Emergent Mind

Abstract

Wearable devices such as smartwatches, fitness trackers, and blood-pressure monitors process, store, and communicate sensitive and personal information related to the health, life-style, habits and interests of the wearer. This data is exchanged with a companion app running on a smartphone over a Bluetooth connection. In this work, we investigate what can be inferred from the metadata (such as the packet timings and sizes) of encrypted Bluetooth communications between a wearable device and its connected smartphone.
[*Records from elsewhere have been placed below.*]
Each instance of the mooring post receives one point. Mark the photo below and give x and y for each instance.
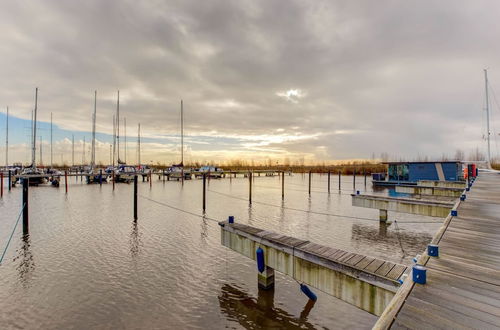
(328, 181)
(204, 191)
(283, 185)
(135, 197)
(66, 180)
(25, 206)
(309, 182)
(383, 215)
(250, 187)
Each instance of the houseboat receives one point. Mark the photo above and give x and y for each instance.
(412, 172)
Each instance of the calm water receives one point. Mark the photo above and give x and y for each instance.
(86, 265)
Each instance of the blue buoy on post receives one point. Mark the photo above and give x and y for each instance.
(433, 250)
(419, 274)
(311, 295)
(261, 264)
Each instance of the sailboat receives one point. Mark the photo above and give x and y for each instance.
(177, 171)
(37, 175)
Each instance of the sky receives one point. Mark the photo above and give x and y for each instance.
(264, 81)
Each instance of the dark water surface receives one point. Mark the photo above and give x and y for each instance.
(86, 265)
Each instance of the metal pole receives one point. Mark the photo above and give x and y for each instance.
(310, 182)
(250, 187)
(204, 191)
(283, 185)
(135, 197)
(339, 180)
(328, 181)
(25, 203)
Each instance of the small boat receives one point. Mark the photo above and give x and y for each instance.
(211, 171)
(125, 173)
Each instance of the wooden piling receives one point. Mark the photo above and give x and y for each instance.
(204, 191)
(250, 187)
(339, 180)
(135, 197)
(25, 206)
(283, 185)
(328, 181)
(309, 182)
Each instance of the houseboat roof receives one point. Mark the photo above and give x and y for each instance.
(423, 162)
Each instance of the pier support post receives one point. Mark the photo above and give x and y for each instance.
(266, 279)
(328, 181)
(383, 215)
(339, 180)
(135, 197)
(283, 185)
(309, 182)
(26, 208)
(250, 187)
(204, 192)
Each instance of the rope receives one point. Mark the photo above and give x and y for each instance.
(312, 212)
(179, 209)
(11, 234)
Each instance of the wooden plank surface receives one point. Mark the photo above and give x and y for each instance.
(463, 284)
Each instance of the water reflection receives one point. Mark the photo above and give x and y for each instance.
(260, 313)
(26, 264)
(135, 240)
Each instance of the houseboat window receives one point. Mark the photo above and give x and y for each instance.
(398, 172)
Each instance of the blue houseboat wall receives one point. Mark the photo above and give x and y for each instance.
(412, 172)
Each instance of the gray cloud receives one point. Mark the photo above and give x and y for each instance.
(402, 77)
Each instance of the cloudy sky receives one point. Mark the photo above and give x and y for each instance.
(313, 80)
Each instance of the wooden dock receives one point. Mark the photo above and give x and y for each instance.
(463, 284)
(366, 282)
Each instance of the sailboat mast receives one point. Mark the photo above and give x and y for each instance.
(118, 126)
(114, 139)
(125, 133)
(182, 134)
(73, 150)
(139, 145)
(92, 162)
(7, 140)
(487, 114)
(50, 140)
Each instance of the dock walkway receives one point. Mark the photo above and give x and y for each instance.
(463, 283)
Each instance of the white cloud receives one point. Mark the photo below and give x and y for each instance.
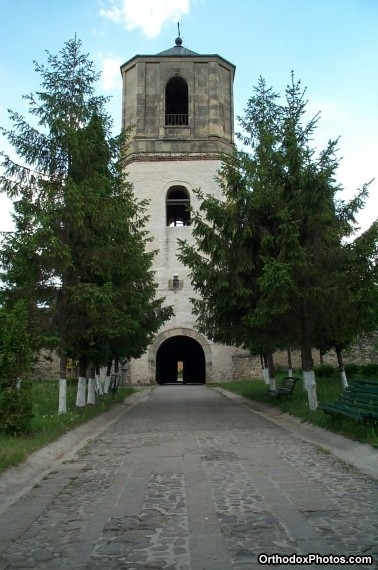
(149, 15)
(110, 73)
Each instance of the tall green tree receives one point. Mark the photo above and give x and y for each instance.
(90, 280)
(264, 256)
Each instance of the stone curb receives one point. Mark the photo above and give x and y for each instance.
(362, 456)
(16, 481)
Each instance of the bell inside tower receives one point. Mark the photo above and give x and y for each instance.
(176, 102)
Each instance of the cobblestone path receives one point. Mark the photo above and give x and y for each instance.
(189, 480)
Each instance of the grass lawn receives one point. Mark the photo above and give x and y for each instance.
(327, 390)
(48, 425)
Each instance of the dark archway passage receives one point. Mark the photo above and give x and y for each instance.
(180, 359)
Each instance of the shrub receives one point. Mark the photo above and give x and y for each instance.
(16, 408)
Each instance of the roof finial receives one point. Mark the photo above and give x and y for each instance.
(178, 40)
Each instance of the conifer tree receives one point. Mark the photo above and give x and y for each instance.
(267, 257)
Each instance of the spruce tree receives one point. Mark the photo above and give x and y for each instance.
(77, 220)
(269, 257)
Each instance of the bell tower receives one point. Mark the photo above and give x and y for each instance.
(179, 106)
We show that a passive eavesdropper can use traffic-analysis attacks to accurately recognize (a) communicating devices, even without having access to the MAC address, (b) human actions (e.g., monitoring heart rate, exercising) performed on wearable devices ranging from fitness trackers to smartwatches, (c) the mere opening of specific applications on a Wear OS smartwatch (e.g., the opening of a medical app, which can immediately reveal a condition of the wearer), (d) fine-grained actions (e.g., recording an insulin injection) within a specific application that helps diabetic users to monitor their condition, and (e) the profile and habits of the wearer by continuously monitoring her traffic over an extended period. We run traffic-analysis attacks by collecting a dataset of Bluetooth traces of multiple wearable devices, by designing features based on packet sizes and timings, and by using machine learning to classify the encrypted traffic to actions performed by the wearer. Then, we explore standard defense strategies; we show that these defenses do not provide sufficient protection against our attacks and introduce significant costs. Our research highlights the need to rethink how applications exchange sensitive information over Bluetooth, to minimize unnecessary data exchanges, and to design new defenses against traffic-analysis tailored to the wearable setting.